Located in the small community of Santa Coloma de Cervelló, construction on the Colonia Güell began in 1890 under the instruction of Catalan entrepreneur Eusebi Güell. A successful businessman, Güell was also a social innovator who cared about the working conditions and well-being of his employees. In fact, another site in Barcelona which bears his name – the Park Güell – was designed as a utopian private estate located away from the smog of the inner city. His vision for the Colonia Güell included creating places for the arts and culture, as well as relatively decent accommodation for the time.

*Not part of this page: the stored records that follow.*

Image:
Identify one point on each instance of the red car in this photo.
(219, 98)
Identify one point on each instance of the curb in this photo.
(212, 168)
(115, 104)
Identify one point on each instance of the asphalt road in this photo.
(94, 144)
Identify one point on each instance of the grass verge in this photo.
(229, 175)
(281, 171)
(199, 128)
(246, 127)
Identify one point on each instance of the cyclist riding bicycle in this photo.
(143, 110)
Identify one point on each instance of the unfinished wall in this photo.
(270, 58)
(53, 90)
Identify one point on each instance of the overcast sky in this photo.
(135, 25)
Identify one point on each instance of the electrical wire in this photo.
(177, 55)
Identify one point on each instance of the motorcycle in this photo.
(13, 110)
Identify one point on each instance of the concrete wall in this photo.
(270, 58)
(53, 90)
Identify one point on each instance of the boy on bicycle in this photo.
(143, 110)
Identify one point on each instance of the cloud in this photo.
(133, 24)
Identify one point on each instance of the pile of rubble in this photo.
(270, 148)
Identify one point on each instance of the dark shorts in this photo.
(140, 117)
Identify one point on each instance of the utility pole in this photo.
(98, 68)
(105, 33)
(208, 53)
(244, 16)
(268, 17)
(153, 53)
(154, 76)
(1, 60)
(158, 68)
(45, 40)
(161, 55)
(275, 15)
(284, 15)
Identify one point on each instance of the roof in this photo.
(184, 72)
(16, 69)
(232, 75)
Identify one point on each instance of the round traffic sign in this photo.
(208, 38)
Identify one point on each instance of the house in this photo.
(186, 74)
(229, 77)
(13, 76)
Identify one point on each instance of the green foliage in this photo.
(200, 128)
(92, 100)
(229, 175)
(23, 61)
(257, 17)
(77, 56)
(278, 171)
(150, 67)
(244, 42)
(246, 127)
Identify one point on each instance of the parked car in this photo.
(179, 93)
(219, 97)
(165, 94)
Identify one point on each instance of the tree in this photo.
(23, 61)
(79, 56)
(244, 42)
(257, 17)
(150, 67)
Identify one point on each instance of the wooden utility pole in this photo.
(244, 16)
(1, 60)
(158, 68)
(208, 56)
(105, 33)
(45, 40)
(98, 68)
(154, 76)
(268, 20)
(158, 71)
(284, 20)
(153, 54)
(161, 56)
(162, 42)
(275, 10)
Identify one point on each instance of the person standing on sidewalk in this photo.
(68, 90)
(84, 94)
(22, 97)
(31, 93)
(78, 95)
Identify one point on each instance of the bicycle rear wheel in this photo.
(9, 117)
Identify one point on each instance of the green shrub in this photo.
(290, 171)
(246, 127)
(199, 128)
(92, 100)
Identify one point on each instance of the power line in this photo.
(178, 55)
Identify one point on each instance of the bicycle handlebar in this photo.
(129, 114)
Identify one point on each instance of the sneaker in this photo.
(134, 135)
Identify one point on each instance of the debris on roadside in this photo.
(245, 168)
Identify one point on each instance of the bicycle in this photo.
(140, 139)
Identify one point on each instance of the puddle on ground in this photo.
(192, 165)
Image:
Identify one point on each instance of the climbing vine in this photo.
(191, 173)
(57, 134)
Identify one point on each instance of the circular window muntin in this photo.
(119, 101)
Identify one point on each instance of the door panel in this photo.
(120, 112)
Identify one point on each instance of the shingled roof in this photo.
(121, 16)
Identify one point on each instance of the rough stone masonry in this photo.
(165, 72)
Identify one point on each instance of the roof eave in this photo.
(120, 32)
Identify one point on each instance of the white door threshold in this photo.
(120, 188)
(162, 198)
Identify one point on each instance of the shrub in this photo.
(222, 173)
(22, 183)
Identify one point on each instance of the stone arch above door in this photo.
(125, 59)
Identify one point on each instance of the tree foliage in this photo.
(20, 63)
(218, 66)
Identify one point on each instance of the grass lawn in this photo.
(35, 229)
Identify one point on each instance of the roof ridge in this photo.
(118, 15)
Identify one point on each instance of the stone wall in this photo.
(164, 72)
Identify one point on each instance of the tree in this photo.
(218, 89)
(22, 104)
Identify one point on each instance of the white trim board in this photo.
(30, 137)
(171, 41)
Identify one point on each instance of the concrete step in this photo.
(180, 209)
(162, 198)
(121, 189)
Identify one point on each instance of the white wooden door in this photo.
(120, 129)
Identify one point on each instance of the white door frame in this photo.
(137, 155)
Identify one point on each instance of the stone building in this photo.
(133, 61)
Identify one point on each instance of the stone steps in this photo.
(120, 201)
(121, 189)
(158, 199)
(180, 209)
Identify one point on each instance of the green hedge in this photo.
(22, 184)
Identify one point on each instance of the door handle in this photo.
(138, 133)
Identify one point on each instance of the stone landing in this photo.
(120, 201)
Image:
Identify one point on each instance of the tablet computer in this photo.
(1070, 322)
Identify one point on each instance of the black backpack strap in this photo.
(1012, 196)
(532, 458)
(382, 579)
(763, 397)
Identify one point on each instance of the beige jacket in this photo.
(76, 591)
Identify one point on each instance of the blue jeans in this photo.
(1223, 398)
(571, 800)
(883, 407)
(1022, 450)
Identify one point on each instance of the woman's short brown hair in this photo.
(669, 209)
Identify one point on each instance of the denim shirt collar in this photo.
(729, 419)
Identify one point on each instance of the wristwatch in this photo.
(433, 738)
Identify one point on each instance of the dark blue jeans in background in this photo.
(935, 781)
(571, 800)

A great appreciator of architecture and supporter of the Catalan Modernist movement, Güell requested that his friend Antoni Gaudí, as well as other notable architects from the time, help design the Colonia Güell. Specifically, Güell asked Gaudí to set to work on designing the colony’s church and is rumoured to have told the architect he had complete liberty to do whatever he pleased.
For Gaudí, this was an opportunity to practice some of his most innovative techniques and designs – many of which would later be used in the construction of the world-famous Sagrada Família. Some of the most distinctive elements of Gaudí’s design were incorporated into the church, including leaning pillars and catenary arches, as well as the use of organic shapes and symbolism.

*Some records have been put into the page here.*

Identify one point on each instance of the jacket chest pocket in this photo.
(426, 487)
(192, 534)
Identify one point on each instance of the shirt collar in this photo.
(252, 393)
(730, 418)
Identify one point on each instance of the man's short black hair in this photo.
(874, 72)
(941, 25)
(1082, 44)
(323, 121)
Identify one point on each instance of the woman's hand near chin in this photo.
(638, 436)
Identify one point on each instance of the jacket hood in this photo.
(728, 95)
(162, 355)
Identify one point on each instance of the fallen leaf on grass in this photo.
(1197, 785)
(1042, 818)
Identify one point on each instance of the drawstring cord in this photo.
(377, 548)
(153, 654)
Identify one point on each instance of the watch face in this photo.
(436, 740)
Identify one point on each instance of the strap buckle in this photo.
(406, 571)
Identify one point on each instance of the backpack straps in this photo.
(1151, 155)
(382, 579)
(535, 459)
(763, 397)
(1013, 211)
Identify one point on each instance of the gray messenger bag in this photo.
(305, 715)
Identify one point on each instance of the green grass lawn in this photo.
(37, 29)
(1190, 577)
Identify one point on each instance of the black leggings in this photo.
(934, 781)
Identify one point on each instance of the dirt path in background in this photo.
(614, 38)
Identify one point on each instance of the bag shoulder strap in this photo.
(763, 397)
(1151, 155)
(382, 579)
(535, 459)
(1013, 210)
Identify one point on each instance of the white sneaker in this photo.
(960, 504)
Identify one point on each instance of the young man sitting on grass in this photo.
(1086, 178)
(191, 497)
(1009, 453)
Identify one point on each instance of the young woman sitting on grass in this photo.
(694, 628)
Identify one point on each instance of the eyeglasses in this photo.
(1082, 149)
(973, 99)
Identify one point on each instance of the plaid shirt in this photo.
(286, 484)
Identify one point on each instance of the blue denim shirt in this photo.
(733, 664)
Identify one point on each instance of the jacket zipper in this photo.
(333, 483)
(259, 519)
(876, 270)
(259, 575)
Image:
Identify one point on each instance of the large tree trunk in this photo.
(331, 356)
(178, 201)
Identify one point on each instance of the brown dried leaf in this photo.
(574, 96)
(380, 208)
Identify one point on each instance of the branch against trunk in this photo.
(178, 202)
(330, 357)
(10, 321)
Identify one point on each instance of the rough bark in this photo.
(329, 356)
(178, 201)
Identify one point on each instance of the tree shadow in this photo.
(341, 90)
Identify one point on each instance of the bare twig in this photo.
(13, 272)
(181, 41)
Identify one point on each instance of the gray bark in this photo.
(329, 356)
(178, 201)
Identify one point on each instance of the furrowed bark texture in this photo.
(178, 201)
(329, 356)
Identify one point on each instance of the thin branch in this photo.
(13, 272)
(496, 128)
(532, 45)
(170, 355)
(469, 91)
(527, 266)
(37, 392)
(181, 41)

The original design of the church called for the construction of two naves, lower and upper, topped by different towers and a 40m high central dome. A model of the design, which was placed in a pavilion nearby the construction site, showed a striking resemblance to the final design of the Sagrada Família. However, in 1914 the project was brought to an end when Güell decided to withdraw funding for the construction of the church. The existing nave – the only one to have been constructed – was consecrated just a few years later, by which point the church had begun to be known locally as the ‘crypt’ owing to its single chamber structure.
In 2005 the Colonia Güell was declared a UNESCO World Heritage site alongside six other masterpieces by Antoni Gaudí. Despite this it remains relatively unknown to the public and attracts nowhere near the same attention as counterparts in Barcelona. However, for architecture aficionados and admirers of Gaudí’s work it is one of his most fascinating and intriguing masterpieces.